Gün Zileli, ADAK şiiri için, "Polisin Siyasal Yurdu baskınından hemen sonra, o baskında devrimci gençlere uygulanan polis şiddetinin hemen ardından yazılmıştır.
Artık şair 'bağlanmış'tır. Herhangi bir partiye ya da örgüte değil ama 'dava'ya . Şair kendisini mücadeleyi yansıtmakla sorumlu hissetmekte ve şiirini 'adamakta' dır." der
"İzmir 2010 Kitap Fuarında Arkadaş Z. Özger'le ilgili panelde yaptığım konuşmada ortaya attığım bir tezin hatırlanmasıdır." diyerek 14 Temmuz 2011'de yazdığı yazıda bu şiirin son bölümü için; şairin "Adak" adlı şiiri ile yazdıklarının ardından, "Evet ama bu adama ile birlikte şiirin neşesi ve çocuksu coşkusu da sona ermiştir. Yanakları yul bryner olan ve 'şimşir tarak ister misiniz' diye sorarak hayata atılan yeniyetme gitmiş, yerini, gövdesi bilincinin öfkeli keskinliğini 'biliyerek' büyüyen genç adam almıştır. Büyüyen devrim, öfkenin keskinliğinde yok olup gitmiştir. Neşesi ve ironisiyle birlikte hem de." GÜN ZİLELİ
ARKADAŞ Z. ÖZGER'in, "Ne zaman yayımlarsam yayımlayayım adı 'Sakalsız Bir Oğlanın Tragedyası' olacak!" dediği şiir kitabını yayımlama olanağı olmamıştır erken ölümü nedeniyle...
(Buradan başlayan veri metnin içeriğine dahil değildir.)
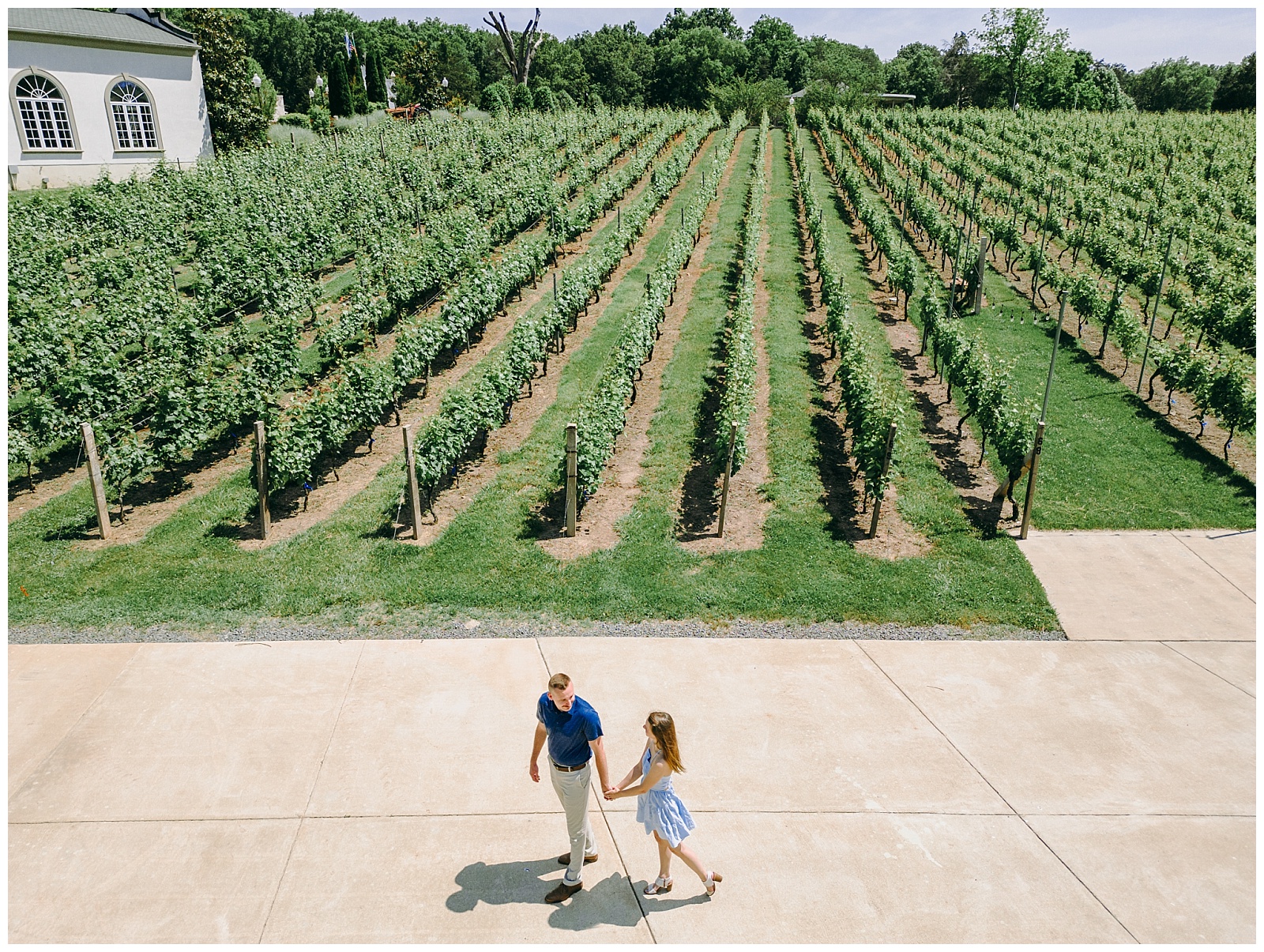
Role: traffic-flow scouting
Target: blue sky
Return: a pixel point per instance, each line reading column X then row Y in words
column 1135, row 36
Ölümünün ardından şiirleri Tekin Sönmez tarafından ŞİİRLER adlı kitapta toplanmış ve yayınlanmıştır. (Nadas Yayınlar, 1974)
İkinci basımı, SEVDADIR adıyla basılan kitap (Mayıs Yayınları,1984) daha sonra da bu adla yayınlanmaya devam etmiştir. Şiirleri, şairin ölümünden kırk bir yıl sonra Ve Yayınevi tarafından Sakalsız Bir Oğlanın Tragedyası adıyla yayınlanmıştır.(2014)
Size sunduğum şiir ve bilgiler bu kitapların genişletilmiş baskılarındandır.
DEVAMI VAR. HOŞÇA KALIN.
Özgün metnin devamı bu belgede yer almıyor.